[EM] Richard reply, 4/16/12

Michael Ossipoff email9648742 at gmail.com
Tue Apr 17 13:23:48 PDT 2012


Richard:






> That's funny. I thought that I emphasized that there was no hurry.  ...
>>
>
> You said you were in no hurry for me to remove your email address from
> your signature.
>
[endquote]

...and also in no hurry for your justification of your
Approval infeasibility claim.

And I say that now too. By all means get back to your other replies. You've
now made some effort, at least token, to justify your statement. In any
case, I never was in a hurry, and I'm still not. Feel free not to reply to
this message, now or ever.


You said:


>
> I certainly agree that Congress will try to stall as long as possible.
> That's partially why I said that voters will have learned a lot about
> voting methods by the time anything is done.
>
> [endquote]

Yes. But, in your scenario, while Congress is has gotten ready to support
reform, the public will have become much more sophisticated on the subject,
from municipal and mabye state use of rank methods.

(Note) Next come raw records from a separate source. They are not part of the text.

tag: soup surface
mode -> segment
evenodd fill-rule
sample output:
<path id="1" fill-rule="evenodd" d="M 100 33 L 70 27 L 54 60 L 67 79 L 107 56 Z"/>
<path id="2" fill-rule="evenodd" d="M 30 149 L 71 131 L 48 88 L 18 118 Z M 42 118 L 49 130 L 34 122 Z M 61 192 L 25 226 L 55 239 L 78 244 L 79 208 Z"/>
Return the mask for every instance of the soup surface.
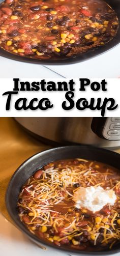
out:
<path id="1" fill-rule="evenodd" d="M 56 246 L 88 251 L 111 249 L 120 239 L 119 178 L 116 169 L 96 161 L 74 159 L 50 163 L 22 187 L 17 205 L 20 220 L 35 236 Z M 75 195 L 80 188 L 114 194 L 114 202 L 104 202 L 95 212 L 95 208 L 89 210 L 91 204 L 78 208 Z M 100 204 L 102 193 L 98 197 Z M 90 197 L 89 192 L 82 204 L 89 203 Z"/>
<path id="2" fill-rule="evenodd" d="M 104 45 L 118 26 L 115 12 L 102 0 L 5 0 L 0 46 L 40 60 L 70 57 Z"/>

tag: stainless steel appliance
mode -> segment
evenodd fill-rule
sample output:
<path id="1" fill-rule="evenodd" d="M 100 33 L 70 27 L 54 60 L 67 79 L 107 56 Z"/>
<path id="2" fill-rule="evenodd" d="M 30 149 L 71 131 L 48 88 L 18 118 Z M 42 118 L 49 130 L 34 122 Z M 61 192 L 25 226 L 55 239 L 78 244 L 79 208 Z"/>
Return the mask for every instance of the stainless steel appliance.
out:
<path id="1" fill-rule="evenodd" d="M 120 117 L 15 118 L 44 142 L 83 144 L 104 148 L 120 146 Z"/>

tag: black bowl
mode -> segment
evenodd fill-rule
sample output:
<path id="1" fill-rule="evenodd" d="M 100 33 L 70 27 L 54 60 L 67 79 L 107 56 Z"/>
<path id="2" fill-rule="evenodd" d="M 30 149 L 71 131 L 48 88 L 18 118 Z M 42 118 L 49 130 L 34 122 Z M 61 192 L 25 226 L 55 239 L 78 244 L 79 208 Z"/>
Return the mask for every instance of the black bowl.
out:
<path id="1" fill-rule="evenodd" d="M 89 146 L 72 146 L 56 148 L 45 151 L 43 151 L 34 155 L 24 163 L 17 169 L 13 175 L 6 192 L 6 202 L 8 212 L 16 226 L 30 239 L 38 245 L 50 246 L 57 250 L 62 250 L 76 254 L 94 254 L 108 255 L 120 251 L 120 243 L 111 250 L 105 250 L 102 251 L 85 251 L 66 249 L 64 246 L 57 247 L 53 244 L 44 242 L 42 239 L 39 239 L 32 234 L 20 221 L 17 210 L 17 198 L 20 188 L 26 180 L 39 168 L 49 162 L 59 159 L 81 158 L 89 160 L 96 160 L 108 164 L 117 168 L 119 168 L 120 155 L 116 153 L 104 149 L 95 148 Z"/>
<path id="2" fill-rule="evenodd" d="M 0 3 L 2 3 L 3 0 L 0 0 Z M 120 22 L 120 1 L 119 0 L 105 0 L 113 9 L 114 9 L 117 15 Z M 63 58 L 58 58 L 55 60 L 47 60 L 42 61 L 31 59 L 27 57 L 23 57 L 18 56 L 9 52 L 3 49 L 0 48 L 0 55 L 7 58 L 11 59 L 16 61 L 19 61 L 24 62 L 29 62 L 31 63 L 35 63 L 42 65 L 66 65 L 77 63 L 84 61 L 88 60 L 96 56 L 101 54 L 103 52 L 107 51 L 112 48 L 116 46 L 120 43 L 120 26 L 118 27 L 117 33 L 110 41 L 104 45 L 99 46 L 94 49 L 91 49 L 86 52 L 84 52 L 80 54 L 78 54 L 76 56 L 71 56 L 67 58 L 67 56 Z"/>

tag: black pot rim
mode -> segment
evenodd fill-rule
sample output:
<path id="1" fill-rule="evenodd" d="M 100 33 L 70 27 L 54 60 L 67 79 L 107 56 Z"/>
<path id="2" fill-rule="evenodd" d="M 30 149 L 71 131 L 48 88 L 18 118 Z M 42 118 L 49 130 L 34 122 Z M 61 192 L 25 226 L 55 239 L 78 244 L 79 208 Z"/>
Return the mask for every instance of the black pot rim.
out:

We agree that Congress won't do anything good unless forced to by public
demand. The public will have to demand a better voting system. Ok, and
which one will that be? When people propose Condorcet, Kemmeny, or whatever
unspecified one(s) you're thinking of, lots of newspaper writers,
reporters,columnists, pundits, tv anchormen, and various university
authorities too, will be doing their very best to convince the public
that the reform would be a bad thing.

Do you see that that will have some effect on the matter of whether or not
the public will demand that method, enough to make Congress act? So, the
method that has a chance of actually being understood, accepted, liked, and
_demanded_ by the public is Approval..If the proposal is Condorcet,
Kemmeny, or whateve one you were thinking of, no demand will be brought to
bear on Congress, because the public will be confused by the obfuscation,
scare tactics, etc., from the above-listed sources.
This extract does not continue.